A few remarks about the Southern Baptist Convention’s June 14 resolution condemning…something they don’t understand and can’t properly name.
1. The resolution’s sponsor, Dwight McKissic, is the same black guy who proposed taking down the Confederate flag last year. The fact that the sponsor of the anti-alt right resolution was not a highly motivated cuck, but instead a perpetually peeved black SJW, is noteworthy. Interestingly, in the Baptist and secular press the fact that both of McKissic’s anti-white measures came at the request demand of a black cleric always seems to get buried beneath a load of white pastors espousing cuckold white guilt. It’s as if the press didn’t want millions of white Southern Baptists to know they’ve lost their own denomination.
2. The language used in McKissic’s original anti-Confederate resolution was the language of black liberation theology, aka humanistic heresy. To consider condemnations of white heritage “redemptive” acts is to make God into the Supreme SJW Being, and converts pro-white policies into the original sin of Western man. Redemption pertains to God’s work in and on man, not man’s work on other men or his history books. There should be no need to distinguish between rewriting history to fit a Soviet-style politically-correct, black-feminist-homo-socialist theology and real biblical soteriology, but apparently the Southern Baptist Convention (as a body) doesn’t know the difference. Theologically, the SBC is not far removed from Jeremiah Wright.

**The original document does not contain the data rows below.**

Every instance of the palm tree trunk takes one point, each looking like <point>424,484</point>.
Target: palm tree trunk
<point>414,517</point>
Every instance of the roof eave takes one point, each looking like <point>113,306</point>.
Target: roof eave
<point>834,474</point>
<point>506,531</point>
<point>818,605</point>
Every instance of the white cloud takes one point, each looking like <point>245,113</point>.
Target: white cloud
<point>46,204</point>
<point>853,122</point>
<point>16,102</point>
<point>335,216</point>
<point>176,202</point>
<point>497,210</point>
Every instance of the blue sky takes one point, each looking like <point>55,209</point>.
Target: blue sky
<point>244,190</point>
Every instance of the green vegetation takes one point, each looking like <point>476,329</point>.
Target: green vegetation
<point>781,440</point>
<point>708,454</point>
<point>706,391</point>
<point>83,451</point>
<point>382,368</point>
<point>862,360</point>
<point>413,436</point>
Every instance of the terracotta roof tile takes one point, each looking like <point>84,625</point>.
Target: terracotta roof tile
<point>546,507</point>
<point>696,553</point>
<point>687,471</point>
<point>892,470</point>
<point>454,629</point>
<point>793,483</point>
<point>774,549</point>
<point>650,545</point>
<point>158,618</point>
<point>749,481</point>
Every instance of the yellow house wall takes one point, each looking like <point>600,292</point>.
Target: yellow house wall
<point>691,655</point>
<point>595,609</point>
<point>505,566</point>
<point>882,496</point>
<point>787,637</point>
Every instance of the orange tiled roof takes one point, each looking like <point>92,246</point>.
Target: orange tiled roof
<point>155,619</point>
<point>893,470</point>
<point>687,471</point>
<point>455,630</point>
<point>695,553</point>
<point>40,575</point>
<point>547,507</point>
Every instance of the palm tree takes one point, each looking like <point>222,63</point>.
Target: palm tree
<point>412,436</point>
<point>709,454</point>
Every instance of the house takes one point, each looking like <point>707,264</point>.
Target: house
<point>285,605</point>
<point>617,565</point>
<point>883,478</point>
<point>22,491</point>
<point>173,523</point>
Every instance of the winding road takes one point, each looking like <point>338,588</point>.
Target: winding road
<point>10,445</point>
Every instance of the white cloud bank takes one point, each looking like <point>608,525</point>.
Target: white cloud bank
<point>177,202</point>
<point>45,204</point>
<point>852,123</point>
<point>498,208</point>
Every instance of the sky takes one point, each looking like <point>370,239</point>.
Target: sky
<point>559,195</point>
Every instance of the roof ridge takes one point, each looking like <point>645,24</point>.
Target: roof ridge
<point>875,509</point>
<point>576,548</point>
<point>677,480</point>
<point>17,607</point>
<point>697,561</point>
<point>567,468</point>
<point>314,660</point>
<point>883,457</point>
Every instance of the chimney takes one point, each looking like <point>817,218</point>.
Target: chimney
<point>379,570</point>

3. What is white supremacy, anyway? In the days of segregation, it simply meant that white people ought to govern their own, predominantly-white American society. It’s intellectually equivalent to Gandhi saying that Indians should rule India and the British should get out. There’s no ethical difference between the 1940s term white supremacy and the 1940s Indian independence movement. Drawing distinctions between them is arbitrary and depends upon an illogical, unbiblical, and unethical double standard that values some peoples’ right to self-government in their own countries over that of others.
But that’s not what most people think of when they hear the term, white supremacy. What the lying press has worked for decades to brainwash us to think of when we hear those trigger words is unjustifiable and disgusting violence, ignorance, lawlessness, and evil. In other words, the term is supposed to make civilized white people abhor a term that used to simply mean “you can govern yourself in your own country.” Pretty clever trick.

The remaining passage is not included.